Membre influent du RDR, le parti présidentiel, l'ancien ministre de l'Agriculture (2002-2010) fait parti du premier cercle du président de la république et à ce titre, il est considéré comme l'un plus sérieux prétendants pour la succession d'ADO à l'issue de son second et dernier mandat à la tête du pays. Le chemin est encore long et les candidats sont légions mais avec cette nomination, Amadou Gon Coulibaly prend une sérieuse longueur d'avance surtout qu'il peut s'appuyer sur sa légitimité politique obtenue de haute voltige dans son fief électoral de Korhogo dont il est le maire depuis 2001.

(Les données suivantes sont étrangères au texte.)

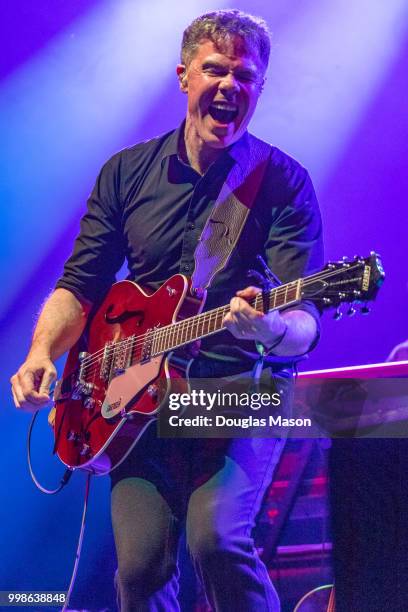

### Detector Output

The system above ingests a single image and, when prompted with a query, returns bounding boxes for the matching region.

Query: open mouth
[208,102,238,123]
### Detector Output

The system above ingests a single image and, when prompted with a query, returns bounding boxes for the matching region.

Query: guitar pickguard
[101,355,163,419]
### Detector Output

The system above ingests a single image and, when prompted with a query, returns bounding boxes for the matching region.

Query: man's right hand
[10,355,57,412]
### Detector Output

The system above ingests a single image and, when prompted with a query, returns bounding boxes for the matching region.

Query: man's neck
[180,122,224,176]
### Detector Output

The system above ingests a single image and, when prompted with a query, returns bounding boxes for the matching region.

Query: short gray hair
[181,9,271,69]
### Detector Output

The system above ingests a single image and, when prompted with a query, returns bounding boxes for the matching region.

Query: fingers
[38,369,57,397]
[224,296,264,340]
[237,285,262,300]
[10,360,56,412]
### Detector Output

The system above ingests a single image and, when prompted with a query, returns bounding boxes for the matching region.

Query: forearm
[28,288,91,361]
[265,310,317,356]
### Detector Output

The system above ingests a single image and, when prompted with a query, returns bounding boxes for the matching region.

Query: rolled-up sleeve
[56,153,125,303]
[265,162,324,349]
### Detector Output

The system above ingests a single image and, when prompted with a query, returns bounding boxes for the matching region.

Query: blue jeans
[111,366,285,612]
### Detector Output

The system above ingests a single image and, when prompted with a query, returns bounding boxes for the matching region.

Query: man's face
[177,37,265,149]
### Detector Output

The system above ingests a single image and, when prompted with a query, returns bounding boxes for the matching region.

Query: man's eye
[236,72,257,83]
[204,67,227,76]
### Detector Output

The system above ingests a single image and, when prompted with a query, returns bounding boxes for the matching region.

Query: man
[12,10,322,612]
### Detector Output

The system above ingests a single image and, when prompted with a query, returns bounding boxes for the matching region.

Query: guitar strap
[192,135,271,296]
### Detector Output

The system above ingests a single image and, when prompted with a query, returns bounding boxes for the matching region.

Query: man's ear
[176,64,187,93]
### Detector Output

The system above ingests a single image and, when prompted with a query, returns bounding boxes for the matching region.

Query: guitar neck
[151,279,303,355]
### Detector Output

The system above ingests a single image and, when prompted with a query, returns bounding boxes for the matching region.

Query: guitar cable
[27,410,93,612]
[27,410,74,495]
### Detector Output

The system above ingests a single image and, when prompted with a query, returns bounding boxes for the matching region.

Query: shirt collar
[161,120,250,168]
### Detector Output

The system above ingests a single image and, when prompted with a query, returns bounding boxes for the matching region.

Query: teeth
[211,102,237,112]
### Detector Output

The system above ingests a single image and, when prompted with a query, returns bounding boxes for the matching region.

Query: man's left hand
[223,287,286,347]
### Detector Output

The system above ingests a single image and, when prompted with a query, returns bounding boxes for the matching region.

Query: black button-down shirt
[57,126,323,373]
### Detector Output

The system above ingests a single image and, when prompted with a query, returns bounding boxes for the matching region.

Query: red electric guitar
[49,253,384,474]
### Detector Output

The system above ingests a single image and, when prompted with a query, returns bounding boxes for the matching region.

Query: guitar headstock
[302,252,385,318]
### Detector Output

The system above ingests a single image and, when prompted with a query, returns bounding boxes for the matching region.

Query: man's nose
[219,72,239,95]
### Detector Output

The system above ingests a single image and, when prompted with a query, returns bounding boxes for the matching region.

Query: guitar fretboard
[148,279,302,356]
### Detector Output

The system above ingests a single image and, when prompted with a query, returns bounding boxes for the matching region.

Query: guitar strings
[82,263,362,375]
[83,264,361,374]
[79,264,361,374]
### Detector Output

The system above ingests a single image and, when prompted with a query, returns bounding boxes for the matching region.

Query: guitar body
[53,274,203,474]
[49,253,384,474]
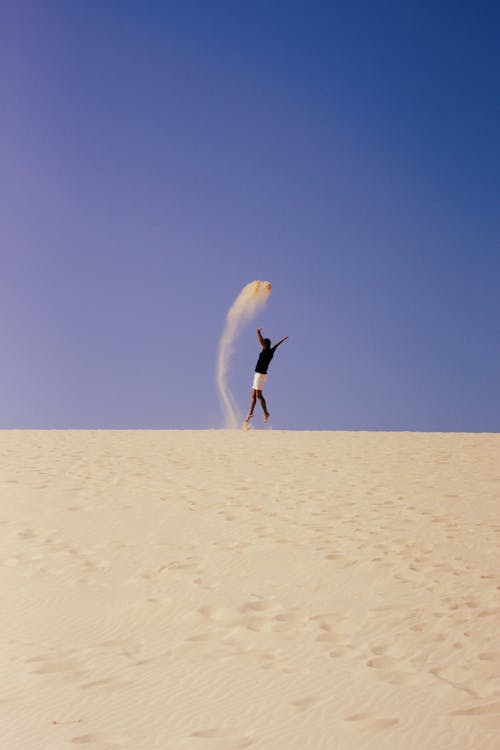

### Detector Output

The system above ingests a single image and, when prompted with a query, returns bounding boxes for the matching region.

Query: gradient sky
[0,0,500,431]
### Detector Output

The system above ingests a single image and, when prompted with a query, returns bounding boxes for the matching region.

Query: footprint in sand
[344,713,399,731]
[191,727,253,750]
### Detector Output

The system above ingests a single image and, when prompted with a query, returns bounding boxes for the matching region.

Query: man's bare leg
[257,391,269,422]
[245,388,257,424]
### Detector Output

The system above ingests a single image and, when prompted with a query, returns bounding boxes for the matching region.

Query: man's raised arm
[273,336,288,349]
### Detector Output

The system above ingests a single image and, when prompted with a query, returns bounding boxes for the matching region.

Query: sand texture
[0,428,500,750]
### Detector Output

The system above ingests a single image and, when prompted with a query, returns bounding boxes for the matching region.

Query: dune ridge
[0,430,500,750]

Ingénieur de formation et assez consensuel au sein de la classe politique du pays du fait de son caractère assez affable et à la limite un peu effacé, c'est un homme influent et qui a su tisser beaucoup de réseaux dans le pays depuis le temps où il s'est imposé comme l'un des leaders du RDR même au plus fort de la crise politique qu'a connu le pays de 2000 à 2010.

Gouvernement d'action

Le nouveau premier ministre ivoirien, le premier de la IIIe République, va devoir maintenant faire ses preuves sur le terrain. La tâche qui l'attend à la tête du pays est en effet immense. Si la situation économique du pays semble assez reluisante avec un rythme de croissance des plus dynamiques du continent, les attentes des citoyens restent persistantes. La dernière explosion des tensions sociales avec la mutinerie des soldats dans plusieurs villes et la grève en cours des fonctionnaires, annoncent les couleurs et surtout l'ampleur des défis qui attendent le prochain gouvernement. La nouvelle équipe sera connue dans les prochains jours et sa composition constituera le premier challenge du bras droit du chef de l'Etat.